The Flood-Medal 2013 of the State of Lower Saxony (Hochwassermedaille 2013 des Landes Niedersachsen) was donated in 2013 as federal award by the government of the State of Lower Saxony to honour the help of the numerous relief units and volunteer helpers during the 2013 European Floods who did their duty in the State of Lower Saxony. Helpers and members of the relief units, who did their duty in the beginning of June 2013 in Lower Saxony, where hereby honoured for their engagement.

== Reason ==
Beginning on 25 May 2013 there were heavy rainfalls in Lower Saxony with up to 90 litres per square-meter, which were lasting for several days and induced a regional flood. At first only the river basins of the Aller, Leine, Oker and Weser in the south of Lower Saxony were affected.
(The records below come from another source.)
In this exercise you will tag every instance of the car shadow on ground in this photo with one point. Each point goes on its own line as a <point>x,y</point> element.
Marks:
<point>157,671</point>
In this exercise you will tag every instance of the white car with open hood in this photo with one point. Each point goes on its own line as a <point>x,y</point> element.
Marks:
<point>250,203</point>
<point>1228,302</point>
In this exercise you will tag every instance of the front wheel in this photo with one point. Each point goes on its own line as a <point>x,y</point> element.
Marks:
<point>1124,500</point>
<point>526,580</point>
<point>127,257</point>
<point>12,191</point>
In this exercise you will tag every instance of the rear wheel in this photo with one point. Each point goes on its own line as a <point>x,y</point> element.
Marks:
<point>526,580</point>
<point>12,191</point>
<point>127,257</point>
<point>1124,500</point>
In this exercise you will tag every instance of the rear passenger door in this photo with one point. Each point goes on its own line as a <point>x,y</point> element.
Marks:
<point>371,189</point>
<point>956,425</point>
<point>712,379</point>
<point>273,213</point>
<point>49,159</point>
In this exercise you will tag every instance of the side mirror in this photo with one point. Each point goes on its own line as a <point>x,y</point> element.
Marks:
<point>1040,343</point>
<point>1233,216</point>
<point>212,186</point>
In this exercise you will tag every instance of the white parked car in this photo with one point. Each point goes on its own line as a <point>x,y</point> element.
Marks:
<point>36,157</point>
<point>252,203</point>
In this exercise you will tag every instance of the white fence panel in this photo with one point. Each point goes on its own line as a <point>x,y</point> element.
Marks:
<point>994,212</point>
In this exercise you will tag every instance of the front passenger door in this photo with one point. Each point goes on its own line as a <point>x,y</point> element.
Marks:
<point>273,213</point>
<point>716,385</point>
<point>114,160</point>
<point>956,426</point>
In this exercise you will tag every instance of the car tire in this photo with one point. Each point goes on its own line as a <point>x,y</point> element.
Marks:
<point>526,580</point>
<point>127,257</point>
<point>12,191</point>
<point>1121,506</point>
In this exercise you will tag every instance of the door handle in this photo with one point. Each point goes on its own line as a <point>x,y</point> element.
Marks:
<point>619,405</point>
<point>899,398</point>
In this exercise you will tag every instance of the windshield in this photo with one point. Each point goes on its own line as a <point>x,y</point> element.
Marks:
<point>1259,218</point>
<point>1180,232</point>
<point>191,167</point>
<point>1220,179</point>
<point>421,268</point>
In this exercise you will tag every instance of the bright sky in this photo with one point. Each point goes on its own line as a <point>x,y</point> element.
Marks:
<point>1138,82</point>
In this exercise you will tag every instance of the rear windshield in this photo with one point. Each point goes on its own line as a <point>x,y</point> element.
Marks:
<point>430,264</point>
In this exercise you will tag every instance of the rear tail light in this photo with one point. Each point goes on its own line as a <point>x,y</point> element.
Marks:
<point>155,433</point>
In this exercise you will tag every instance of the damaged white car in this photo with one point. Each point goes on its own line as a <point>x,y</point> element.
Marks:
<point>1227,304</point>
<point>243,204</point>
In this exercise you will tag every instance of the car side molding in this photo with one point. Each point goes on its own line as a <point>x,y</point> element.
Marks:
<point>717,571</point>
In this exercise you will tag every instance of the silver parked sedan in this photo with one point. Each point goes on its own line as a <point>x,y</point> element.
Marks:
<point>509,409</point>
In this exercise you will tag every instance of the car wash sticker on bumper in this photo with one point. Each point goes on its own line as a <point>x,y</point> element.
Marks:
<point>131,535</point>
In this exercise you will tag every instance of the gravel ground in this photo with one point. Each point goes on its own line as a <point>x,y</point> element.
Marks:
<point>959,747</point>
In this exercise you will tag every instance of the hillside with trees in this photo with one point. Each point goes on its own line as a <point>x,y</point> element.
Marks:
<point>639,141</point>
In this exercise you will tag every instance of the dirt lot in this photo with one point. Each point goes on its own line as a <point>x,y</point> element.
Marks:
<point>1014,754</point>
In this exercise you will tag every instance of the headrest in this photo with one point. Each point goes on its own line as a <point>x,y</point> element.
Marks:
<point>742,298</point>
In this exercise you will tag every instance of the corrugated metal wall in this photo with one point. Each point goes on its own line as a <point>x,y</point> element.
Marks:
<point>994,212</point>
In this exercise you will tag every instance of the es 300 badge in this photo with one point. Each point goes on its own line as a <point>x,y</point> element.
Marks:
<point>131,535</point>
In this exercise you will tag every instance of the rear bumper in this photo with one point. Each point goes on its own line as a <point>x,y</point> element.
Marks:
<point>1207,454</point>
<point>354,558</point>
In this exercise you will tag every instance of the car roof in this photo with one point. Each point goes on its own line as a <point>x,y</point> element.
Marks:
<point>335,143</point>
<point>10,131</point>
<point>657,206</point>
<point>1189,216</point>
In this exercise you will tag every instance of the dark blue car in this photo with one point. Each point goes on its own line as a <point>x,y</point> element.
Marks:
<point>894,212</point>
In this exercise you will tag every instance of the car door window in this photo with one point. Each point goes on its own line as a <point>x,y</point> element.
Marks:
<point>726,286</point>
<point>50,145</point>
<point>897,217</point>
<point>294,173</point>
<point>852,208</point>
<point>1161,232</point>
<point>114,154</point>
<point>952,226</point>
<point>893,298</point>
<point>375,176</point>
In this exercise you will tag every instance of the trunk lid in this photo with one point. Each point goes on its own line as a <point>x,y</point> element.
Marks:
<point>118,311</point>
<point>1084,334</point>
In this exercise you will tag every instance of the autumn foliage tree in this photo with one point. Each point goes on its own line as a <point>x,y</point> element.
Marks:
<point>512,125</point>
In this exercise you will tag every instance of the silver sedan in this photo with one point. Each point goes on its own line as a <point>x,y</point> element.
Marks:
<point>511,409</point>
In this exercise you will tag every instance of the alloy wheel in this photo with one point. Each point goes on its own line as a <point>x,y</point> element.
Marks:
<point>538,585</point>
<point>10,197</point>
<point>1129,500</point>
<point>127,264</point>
The rising river stages of these rivers where leading to flood events with many local emergencies in those areas. In the beginning of June 2013 the state of emergency was declared along the Elbe, starting in the district of Lüchow-Dannenberg on 4 June 2013, followed by the district of Lüneburg on 5 June 2013. During the flood more than 20,000 full-time and volunteer members of various rescue units as well as volunteering civilians were on duty.

== Bestowal ==
On 14 October 2013 about 600 helpers where honoured by the prime minister of Lower Saxony Stephan Weil and the minister of interior of Lower Saxony Boris Pistorius in a ceremonial act in Hitzacker for their selfless duty during the flood disaster. Representative of the State Police of Lower Saxony, the Federal Police, the Bundeswehr, the Technisches Hilfswerk, the Fire brigades, the German Red Cross, the Johanniter-Unfall-Hilfe, the Malteser Hilfsdienst as well as the Arbeiter-Samariter-Bund attended the ceremony. On 19 November 2013 there was a second ceremony in the technical central of the Fire Brigade in Groß Düngen for the helpers from the district of Hildesheim and a third one on 20 December 2013 in the technical central of the Fire Brigade in Schiffdorf for the helpers from the district of Cuxhaven. Further medals where handed over during smaller events until the end of 2013.